Objective: To assess the prevalence, clinical manifestations, and course of respiratory failure in all patients who tested positive for antineutrophil cytoplasmic autoantibodies (ANCA) in our clinics in the period between January 1985 and January 1993.
Design: Case-series analysis.
Setting: Three teaching hospitals in the Netherlands.
Patients: Two hundred twenty consecutive patients suspected of having vasculitis and/or glomerulonephritis who tested positive for ANCA by indirect immunofluorescence and enzyme-linked immunosorbent assay.
Results: Sixty-two patients had pulmonary involvement. Acute respiratory failure developed in nine.
Respiratory failure was related to infections in two of them and to ANCA-associated vasculitis in seven. These seven patients uniformly presented with pulmonary hemorrhage and diffuse pulmonary infiltrates. The diagnosis of systemic vasculitis was supported by the presence of a pulmonary-renal syndrome in all patients, and by detection of antibodies to the proteinase 3 or myeloperoxidase antigen in all but one patient. Antiglomerular basement membrane antibodies were absent. The mortality was high due to hypoxic respiratory failure, pulmonary superinfections, and concomitant renal failure.
Conclusions: Acute respiratory failure due to vasculitis developed in one of every nine patients with ANCA-associated pulmonary disease. Patients usually present with pulmonary infiltrates and hemoptysis. A diagnosis of vasculitis may be further supported by analysis of the urinary sediment and determination of the ANCA target antigen. It remains to be proved that early detection of ANCA favorably affects the outcome.

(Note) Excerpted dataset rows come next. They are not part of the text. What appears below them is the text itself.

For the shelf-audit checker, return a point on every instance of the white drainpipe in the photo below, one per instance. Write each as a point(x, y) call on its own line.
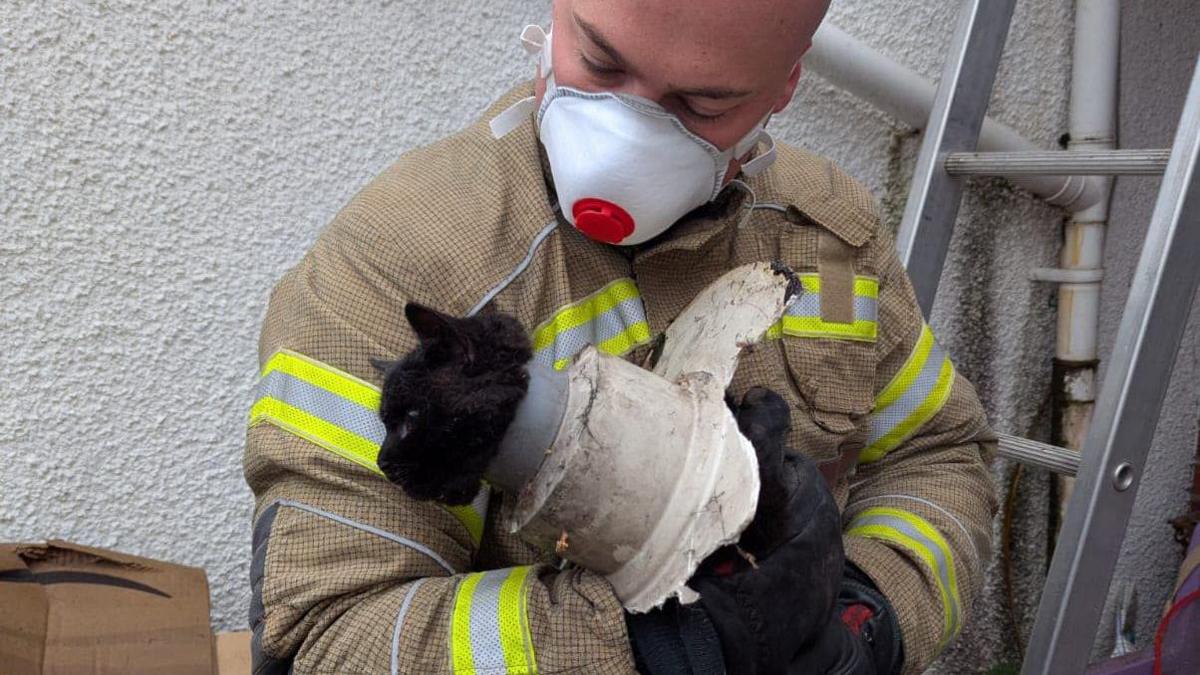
point(891, 87)
point(1093, 103)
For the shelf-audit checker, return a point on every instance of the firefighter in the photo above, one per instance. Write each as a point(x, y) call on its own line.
point(593, 204)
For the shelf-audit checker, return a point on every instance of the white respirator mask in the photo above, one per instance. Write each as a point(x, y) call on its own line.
point(625, 169)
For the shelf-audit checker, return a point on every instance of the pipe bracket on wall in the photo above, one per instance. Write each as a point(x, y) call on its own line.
point(1055, 275)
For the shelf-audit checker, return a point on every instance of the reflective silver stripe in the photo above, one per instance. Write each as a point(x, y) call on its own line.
point(400, 623)
point(485, 623)
point(855, 506)
point(808, 304)
point(323, 404)
point(490, 625)
point(370, 530)
point(606, 326)
point(942, 566)
point(918, 392)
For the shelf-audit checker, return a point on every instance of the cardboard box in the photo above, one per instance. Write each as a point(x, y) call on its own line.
point(233, 653)
point(71, 609)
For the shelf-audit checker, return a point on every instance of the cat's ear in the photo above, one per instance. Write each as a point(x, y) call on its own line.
point(432, 326)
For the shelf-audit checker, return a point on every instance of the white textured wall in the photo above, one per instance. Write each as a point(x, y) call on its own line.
point(162, 163)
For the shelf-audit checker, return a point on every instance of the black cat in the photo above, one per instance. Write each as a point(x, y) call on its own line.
point(447, 405)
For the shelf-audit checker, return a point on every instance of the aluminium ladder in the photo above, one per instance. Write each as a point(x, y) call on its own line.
point(1164, 285)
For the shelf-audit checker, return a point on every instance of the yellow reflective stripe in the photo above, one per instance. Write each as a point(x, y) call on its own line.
point(490, 625)
point(909, 371)
point(515, 634)
point(618, 345)
point(916, 394)
point(583, 311)
point(334, 438)
point(803, 318)
point(462, 658)
point(923, 541)
point(324, 376)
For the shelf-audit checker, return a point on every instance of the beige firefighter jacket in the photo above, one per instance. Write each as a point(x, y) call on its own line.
point(351, 575)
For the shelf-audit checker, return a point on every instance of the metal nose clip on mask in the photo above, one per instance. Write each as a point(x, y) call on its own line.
point(625, 169)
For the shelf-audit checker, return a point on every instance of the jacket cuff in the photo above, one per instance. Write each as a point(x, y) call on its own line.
point(916, 610)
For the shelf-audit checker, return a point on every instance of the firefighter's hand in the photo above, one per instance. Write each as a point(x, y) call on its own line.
point(862, 637)
point(777, 590)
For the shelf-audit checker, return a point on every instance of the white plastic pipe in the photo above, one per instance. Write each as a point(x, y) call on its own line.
point(1093, 108)
point(877, 79)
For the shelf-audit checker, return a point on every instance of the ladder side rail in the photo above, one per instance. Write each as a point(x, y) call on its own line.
point(1147, 341)
point(954, 123)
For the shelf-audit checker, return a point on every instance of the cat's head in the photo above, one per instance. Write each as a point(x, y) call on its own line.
point(447, 405)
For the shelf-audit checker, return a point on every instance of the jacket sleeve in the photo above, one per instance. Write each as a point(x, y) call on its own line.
point(918, 520)
point(348, 573)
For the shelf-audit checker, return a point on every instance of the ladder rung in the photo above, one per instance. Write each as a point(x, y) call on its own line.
point(1042, 455)
point(1059, 162)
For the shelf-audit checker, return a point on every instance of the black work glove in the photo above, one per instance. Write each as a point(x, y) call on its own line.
point(768, 603)
point(862, 637)
point(675, 639)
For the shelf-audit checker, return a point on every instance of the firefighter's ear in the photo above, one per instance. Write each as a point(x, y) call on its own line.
point(443, 333)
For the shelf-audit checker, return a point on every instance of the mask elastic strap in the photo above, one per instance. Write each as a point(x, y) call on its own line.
point(535, 42)
point(765, 159)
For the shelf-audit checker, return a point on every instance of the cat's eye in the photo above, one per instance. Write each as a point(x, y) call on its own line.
point(407, 423)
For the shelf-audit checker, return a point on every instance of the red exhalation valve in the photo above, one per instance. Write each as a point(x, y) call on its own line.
point(603, 221)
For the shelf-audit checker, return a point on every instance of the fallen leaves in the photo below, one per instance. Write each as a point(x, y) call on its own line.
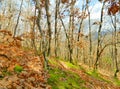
point(21, 69)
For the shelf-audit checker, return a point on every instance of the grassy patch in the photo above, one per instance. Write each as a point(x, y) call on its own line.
point(70, 65)
point(116, 81)
point(96, 75)
point(60, 79)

Key words: acute respiratory failure; antineutrophil cytoplasmic autoantibodies; vasculitis
Abbreviations: ANCA=antineutrophil cytoplasmic autoantibodies; aMPO=antibodies against myeloperoxidase; aPR3=antibodies against proteinase 3; C-ANCA=cytoplasmic ANCA; ELISA=enzyme-linked immunosorbent assay; IIF=indirect immunofluorescence; P-ANCA=perinuclear ANCA; RF = respiratory failure
Respiratory failure (RF) is a serious complication of systemic vasculitis. Few cases with RF in systemic vasculitis or Wegener's granulomatosis have been described, usually associated with pulmonary hemorrhage and diffuse pulmonary infiltrates.(1),(2),(3),(4),(5),(6),(7),(8),(9),(10),(11) The presence of RF is not explicitly mentioned in most series, and thus, its exact prevalence is unknown. The percentage of patients with systemic vasculitis who die due to pulmonary hemorrhage can more easily be recognized: 6 to 13% in large series.(12),(13),(14) The fact that RF in systemic vasculitis is seldomly reported suggests that the diagnosis is exceptional or difficult to make. Indeed, a certain diagnosis of pulmonary vasculitis can often be made only by open lung biopsy specimens.(15)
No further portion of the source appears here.